The Dodgers asked the U.S. Bankruptcy Court to authorize a 45-day exclusive negotiating window with Fox, followed if necessary by an auction. In court papers, the Dodgers said Fox, Time Warner, Charter, Dish Network and DirecTV all could be interested in paying the team a lucrative rights fee or partnering in a ‘Dodgers-branded RSN,’ in which the team would own all or part of the cable channel that airs its games.


With such a deal, the Dodgers say they would be able to emerge from bankruptcy protection next year, repay all of their creditors and have ‘excess cash of more than $175 million at the end of 2012.’

The Dodgers said they were ‘hopeful’ that Commissioner Bud Selig would approve a new television deal but were prepared to ask the Bankruptcy Court to overrule Selig if necessary.

[UPDATED 3:17 p.m.: ‘Objecting to the highest and best bid generated by this process ought to be hard to do,’ said Bruce Bennett, the Dodgers’ lead bankruptcy lawyer. ‘It usually fails.’

Bennett said the competitive bidding should result in a sale for significantly more than the $3 billion Fox deal proposed by McCourt and rejected by Selig.

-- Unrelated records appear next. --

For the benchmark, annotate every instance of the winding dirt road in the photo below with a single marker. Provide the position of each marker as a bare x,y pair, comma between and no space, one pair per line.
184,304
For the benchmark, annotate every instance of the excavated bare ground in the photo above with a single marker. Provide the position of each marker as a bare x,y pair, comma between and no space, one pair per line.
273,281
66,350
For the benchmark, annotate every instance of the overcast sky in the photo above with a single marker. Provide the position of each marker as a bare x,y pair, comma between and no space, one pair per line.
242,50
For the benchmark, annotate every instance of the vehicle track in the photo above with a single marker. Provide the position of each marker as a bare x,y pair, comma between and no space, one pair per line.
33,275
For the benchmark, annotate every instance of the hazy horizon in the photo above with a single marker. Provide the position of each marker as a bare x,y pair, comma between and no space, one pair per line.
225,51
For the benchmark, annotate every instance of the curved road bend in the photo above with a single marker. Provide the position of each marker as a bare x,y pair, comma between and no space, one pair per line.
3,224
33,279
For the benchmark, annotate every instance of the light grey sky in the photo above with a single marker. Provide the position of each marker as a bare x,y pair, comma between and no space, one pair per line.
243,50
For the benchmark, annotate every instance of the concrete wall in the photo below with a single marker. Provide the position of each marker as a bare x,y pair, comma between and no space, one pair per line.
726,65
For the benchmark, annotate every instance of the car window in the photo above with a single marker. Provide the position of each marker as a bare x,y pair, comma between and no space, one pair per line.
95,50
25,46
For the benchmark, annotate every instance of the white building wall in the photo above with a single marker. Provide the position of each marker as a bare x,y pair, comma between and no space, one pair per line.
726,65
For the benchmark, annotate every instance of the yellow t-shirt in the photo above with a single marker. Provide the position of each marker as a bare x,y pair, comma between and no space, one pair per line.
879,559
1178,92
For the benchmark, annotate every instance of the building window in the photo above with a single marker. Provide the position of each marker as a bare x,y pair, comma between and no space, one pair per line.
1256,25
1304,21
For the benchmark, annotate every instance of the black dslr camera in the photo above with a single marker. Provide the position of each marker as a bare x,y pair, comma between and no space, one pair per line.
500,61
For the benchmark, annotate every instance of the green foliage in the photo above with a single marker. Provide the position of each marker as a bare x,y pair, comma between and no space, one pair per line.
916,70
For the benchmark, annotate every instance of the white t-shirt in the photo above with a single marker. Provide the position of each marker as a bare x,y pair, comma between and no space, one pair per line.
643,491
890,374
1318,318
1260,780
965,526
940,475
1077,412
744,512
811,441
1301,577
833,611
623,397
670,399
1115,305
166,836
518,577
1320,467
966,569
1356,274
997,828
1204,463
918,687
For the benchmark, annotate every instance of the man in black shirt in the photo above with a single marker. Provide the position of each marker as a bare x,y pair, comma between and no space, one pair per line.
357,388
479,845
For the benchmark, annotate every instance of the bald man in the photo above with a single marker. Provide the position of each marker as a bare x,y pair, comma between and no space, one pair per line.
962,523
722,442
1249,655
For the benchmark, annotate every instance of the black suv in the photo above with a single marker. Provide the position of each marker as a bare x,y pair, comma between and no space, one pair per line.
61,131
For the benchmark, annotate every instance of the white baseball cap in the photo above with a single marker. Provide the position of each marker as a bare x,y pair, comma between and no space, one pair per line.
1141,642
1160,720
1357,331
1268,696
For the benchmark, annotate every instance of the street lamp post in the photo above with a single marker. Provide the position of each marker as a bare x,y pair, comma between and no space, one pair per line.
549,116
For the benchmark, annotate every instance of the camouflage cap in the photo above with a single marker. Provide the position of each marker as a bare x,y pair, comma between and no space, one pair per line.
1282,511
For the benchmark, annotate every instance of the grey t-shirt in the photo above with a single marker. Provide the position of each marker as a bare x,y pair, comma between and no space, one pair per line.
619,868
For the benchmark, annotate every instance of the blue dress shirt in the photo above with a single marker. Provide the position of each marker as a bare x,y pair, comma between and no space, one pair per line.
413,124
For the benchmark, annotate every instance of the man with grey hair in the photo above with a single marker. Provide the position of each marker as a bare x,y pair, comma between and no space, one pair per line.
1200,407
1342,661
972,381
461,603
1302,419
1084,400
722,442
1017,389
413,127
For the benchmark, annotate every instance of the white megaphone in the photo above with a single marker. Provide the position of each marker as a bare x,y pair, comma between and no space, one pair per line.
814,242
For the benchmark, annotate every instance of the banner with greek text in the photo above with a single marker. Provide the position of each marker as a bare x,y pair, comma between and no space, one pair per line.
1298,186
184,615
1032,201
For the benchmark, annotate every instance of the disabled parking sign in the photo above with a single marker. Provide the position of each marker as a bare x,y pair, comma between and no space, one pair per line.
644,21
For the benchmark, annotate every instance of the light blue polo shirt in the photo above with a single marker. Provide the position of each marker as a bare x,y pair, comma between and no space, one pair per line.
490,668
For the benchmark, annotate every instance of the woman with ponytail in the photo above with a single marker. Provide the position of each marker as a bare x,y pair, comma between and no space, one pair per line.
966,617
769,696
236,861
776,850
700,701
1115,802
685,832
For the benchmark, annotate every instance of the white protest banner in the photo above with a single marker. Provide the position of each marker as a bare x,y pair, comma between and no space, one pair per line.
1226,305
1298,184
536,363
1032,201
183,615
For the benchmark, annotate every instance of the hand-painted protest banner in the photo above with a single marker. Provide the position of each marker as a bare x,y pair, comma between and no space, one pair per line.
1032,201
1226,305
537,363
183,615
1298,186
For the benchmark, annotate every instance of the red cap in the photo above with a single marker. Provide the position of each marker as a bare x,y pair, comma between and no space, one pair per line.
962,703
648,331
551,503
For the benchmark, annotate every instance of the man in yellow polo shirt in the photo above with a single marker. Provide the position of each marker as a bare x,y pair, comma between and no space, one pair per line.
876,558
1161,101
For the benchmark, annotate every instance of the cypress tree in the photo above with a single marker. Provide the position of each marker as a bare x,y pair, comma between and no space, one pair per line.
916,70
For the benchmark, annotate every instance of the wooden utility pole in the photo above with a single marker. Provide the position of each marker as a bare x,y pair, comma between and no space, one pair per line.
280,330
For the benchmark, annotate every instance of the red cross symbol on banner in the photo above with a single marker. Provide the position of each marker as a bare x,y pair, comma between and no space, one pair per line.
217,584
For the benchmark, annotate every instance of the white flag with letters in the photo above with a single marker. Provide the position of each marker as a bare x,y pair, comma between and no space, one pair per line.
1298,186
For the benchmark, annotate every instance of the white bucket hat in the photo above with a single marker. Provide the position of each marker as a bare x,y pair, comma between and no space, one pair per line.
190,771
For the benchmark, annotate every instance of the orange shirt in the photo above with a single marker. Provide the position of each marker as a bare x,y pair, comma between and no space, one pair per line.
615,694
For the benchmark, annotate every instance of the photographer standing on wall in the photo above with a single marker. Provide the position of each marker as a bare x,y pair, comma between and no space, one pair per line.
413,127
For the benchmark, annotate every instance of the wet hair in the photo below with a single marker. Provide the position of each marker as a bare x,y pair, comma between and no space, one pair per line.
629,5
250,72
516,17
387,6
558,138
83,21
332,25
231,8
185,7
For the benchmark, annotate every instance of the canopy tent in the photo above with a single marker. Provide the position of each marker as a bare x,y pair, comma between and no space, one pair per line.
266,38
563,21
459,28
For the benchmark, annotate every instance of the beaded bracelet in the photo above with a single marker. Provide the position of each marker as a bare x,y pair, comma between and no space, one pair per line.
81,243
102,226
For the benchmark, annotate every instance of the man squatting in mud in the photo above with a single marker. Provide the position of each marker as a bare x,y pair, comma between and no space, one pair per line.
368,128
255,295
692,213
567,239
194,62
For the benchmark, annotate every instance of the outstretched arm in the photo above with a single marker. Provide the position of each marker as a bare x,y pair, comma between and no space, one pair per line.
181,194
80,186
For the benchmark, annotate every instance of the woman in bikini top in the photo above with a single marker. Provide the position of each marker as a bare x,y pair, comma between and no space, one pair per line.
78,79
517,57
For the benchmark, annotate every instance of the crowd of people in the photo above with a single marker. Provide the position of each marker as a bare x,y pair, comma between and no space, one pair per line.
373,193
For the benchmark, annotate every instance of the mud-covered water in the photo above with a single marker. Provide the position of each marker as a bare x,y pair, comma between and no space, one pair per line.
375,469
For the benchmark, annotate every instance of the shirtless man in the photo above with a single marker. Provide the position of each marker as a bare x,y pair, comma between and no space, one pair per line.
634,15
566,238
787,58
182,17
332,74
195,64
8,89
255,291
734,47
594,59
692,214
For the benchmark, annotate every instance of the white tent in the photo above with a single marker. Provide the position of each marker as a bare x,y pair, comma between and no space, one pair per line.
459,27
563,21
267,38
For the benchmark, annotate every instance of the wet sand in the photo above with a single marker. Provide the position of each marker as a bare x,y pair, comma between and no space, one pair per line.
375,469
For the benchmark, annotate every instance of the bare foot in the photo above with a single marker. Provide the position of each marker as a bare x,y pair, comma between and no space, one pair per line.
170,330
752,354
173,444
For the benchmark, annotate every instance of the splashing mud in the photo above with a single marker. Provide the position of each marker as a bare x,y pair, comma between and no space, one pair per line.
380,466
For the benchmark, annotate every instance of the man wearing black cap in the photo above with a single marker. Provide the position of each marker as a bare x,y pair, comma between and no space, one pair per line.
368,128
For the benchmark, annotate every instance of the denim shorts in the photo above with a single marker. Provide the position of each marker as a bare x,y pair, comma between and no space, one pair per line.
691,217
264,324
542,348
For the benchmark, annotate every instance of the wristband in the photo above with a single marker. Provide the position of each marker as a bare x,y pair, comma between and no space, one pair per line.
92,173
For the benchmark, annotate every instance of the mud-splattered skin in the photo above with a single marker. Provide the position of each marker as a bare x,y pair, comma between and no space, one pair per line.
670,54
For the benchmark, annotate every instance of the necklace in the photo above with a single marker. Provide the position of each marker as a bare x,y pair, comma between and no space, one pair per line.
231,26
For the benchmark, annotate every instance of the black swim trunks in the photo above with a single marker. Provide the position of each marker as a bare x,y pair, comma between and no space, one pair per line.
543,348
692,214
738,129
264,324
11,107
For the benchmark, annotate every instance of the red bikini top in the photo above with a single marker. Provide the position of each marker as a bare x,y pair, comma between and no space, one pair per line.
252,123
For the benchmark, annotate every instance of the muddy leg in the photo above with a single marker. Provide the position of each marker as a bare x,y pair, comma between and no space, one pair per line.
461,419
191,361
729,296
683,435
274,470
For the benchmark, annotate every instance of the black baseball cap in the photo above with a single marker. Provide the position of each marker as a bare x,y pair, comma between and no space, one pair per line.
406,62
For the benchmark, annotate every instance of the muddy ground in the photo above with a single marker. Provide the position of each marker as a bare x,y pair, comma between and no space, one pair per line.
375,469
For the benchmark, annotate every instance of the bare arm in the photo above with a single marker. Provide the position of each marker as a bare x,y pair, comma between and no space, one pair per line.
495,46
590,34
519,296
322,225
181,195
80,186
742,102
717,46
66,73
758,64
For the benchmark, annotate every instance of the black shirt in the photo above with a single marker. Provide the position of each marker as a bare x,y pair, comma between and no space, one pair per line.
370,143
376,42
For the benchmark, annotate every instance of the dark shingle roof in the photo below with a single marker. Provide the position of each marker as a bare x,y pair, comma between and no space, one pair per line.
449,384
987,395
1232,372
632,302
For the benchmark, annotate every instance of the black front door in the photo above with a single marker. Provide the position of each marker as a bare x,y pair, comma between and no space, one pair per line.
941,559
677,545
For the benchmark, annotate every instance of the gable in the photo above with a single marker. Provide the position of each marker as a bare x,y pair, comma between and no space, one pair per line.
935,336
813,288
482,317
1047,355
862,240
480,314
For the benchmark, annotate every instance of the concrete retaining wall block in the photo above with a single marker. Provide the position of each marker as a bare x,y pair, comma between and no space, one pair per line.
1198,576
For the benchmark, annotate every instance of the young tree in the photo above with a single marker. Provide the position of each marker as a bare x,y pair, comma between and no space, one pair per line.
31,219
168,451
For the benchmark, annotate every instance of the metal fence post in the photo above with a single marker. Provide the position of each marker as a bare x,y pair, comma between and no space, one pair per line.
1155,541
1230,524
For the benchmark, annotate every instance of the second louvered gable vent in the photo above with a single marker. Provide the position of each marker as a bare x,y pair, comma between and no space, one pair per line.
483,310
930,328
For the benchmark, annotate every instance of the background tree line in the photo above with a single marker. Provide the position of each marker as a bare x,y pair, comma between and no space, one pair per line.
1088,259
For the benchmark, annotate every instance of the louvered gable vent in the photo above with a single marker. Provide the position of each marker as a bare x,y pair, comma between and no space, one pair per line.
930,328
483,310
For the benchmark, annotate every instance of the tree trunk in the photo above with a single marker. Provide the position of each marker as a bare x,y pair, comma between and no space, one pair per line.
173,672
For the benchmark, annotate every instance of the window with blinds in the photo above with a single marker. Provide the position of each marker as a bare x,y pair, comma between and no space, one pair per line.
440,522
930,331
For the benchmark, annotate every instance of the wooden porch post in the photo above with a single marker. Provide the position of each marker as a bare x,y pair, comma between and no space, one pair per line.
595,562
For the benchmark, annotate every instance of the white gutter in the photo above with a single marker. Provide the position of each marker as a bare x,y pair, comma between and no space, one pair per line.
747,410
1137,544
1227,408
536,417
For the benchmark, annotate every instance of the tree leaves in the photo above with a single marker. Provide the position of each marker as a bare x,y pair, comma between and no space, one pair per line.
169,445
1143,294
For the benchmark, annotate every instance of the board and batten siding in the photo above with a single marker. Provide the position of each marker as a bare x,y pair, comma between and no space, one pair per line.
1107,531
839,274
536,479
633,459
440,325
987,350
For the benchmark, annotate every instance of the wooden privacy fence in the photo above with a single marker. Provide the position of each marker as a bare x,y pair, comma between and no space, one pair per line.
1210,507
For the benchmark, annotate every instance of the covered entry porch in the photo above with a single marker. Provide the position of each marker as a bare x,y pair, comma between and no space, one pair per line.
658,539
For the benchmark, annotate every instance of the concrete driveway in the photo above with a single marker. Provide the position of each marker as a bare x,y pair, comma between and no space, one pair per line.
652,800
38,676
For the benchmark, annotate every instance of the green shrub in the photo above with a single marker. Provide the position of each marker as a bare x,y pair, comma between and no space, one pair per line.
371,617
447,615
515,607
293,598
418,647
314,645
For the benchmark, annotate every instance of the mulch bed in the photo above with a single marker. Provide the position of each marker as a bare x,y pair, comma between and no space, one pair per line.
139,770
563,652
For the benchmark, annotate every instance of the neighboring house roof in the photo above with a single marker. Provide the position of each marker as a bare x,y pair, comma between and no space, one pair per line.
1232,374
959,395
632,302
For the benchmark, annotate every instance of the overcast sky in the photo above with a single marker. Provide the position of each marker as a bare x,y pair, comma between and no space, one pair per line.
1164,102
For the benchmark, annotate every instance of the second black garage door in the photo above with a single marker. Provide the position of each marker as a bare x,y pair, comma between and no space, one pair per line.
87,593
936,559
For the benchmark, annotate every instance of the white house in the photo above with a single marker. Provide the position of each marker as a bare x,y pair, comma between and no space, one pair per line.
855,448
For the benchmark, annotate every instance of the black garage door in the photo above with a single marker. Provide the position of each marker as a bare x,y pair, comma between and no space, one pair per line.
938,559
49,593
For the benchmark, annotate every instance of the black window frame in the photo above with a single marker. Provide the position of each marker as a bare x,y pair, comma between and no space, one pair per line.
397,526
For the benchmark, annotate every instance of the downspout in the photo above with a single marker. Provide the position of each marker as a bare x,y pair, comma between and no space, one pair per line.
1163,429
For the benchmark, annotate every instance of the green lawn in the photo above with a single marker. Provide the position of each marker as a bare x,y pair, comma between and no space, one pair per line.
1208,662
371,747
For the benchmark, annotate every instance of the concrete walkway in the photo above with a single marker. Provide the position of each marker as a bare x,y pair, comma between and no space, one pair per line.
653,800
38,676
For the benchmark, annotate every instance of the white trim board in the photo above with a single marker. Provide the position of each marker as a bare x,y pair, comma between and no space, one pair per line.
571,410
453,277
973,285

In court papers, the Dodgers say that the bidding should resolve one of the primary factors cited by Selig in his rejection--that is, McCourt did not maximize his team’s media rights because his immediate need for cash had compelled him to negotiate with Fox now rather than wait until he could solicit bids from other parties.

Major League Baseball had no comment, spokesman Pat Courtney said.]

The Dodgers say the auction of the television rights is the best way to raise money because ‘revenue from other sources such as radio telecast rights and merchandise sales is assumed to not materially improve’ and ‘attendance, which has declined dramatically this year, will be slow to recover to levels enjoyed in previous years.’

Fox, which currently holds exclusive cable rights through 2013, has threatened to sue the Dodgers for damages if they implement the plan they have asked the court to authorize. Major League Baseball also is expected to oppose the plan.